Evening Program with Book Signing

Evening Lecture/Seminar

Tuesday, December 19, 2017 - 6:45 p.m. to 8:45 p.m. ET
Code: 1A0039
Location:
S. Dillon Ripley Center
1100 Jefferson Dr SW
Metro: Smithsonian (Mall exit)
Select your Tickets
$30
Member
$45
Non-Member
A Hasidic rabbi and his grandson, Hebron, early 20th century (Courtesy of Tel Aviv Museum of Art)

Hasidism is one of the most dynamic religious movements in the modern world.  Originating in the southeastern corner of the Polish-Lithuanian Commonwealth in the mid-18th century, it became a mass movement among the Jews of Eastern Europe.  Hasidism transformed the Jewish religion in several significant ways. It taught the importance of joy in the worship of God. It also organized itself around charismatic leaders, called rebbes (in Yiddish) or tsaddikim (in Hebrew). The followers of each of these leaders were called Hasidim, a word that means “pietists.” 

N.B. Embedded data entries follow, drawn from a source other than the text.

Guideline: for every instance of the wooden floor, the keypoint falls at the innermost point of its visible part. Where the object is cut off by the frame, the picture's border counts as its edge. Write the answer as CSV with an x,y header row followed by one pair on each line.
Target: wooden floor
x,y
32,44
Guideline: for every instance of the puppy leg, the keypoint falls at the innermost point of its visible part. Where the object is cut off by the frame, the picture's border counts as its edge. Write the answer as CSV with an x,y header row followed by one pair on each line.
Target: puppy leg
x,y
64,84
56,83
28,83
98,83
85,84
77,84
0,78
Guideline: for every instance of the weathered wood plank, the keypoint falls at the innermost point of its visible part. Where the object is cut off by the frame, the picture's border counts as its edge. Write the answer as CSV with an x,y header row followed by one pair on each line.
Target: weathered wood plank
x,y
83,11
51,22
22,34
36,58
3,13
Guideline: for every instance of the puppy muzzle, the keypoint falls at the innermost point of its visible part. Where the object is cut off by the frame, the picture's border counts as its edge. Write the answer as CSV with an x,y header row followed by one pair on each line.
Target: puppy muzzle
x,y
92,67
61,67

The rebbes established courts—which were often opulent—to which their Hasidim made pilgrimage. In many cases, the leaders founded dynasties, some of which have lasted since the 18th century. In these ways and others, Hasidism created forms of religiosity that were entirely new in the history of Judaism.

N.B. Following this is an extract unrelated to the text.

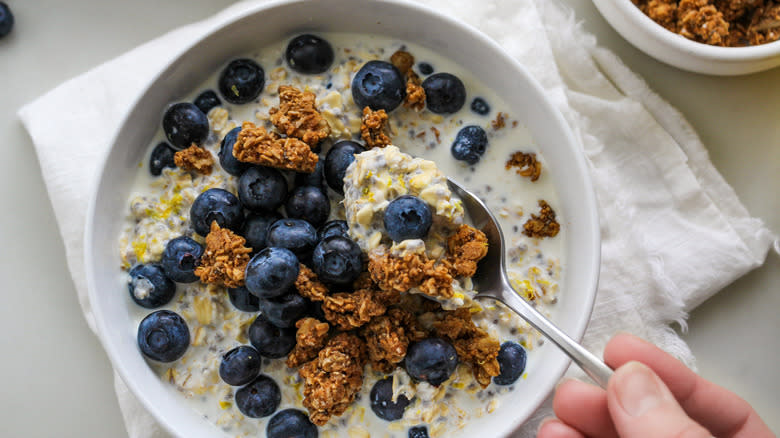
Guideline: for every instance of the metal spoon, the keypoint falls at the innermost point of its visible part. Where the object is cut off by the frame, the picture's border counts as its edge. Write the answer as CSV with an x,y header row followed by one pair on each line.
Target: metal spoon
x,y
491,281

The Holocaust destroyed the Jewish communities of Eastern Europe, which were the heartland of Hasidism. But remarkably, the movement regenerated itself with its surviving rebbes and their Hasidim finding new homes in Israel, North America, and elsewhere. Hasidim today may number as many as three-quarters of a million adherents. Although Hasidism claims to be opposed to the modern world, it has adopted many of the innovations of modernity in order to thrive and grow. 

The sect has been chronicled in Hasidism: A New History (Princeton University Press), the product of a unique collaboration of eight scholars from the United States, Israel, and Poland. Three of these co-authors come together to discuss their work in documenting nearly four centuries of intellectual, religious, and social history: David Assaf, professor of Jewish History at Tel Aviv University, David Biale, the Emanuel Ringelblum Distinguished Professor of Jewish History at the University of California, Davis, and Samuel Heilman, Distinguished Professor of Sociology at Queens College and the CUNY Graduate Center.

Hasidism: A New History is available for sale and signing.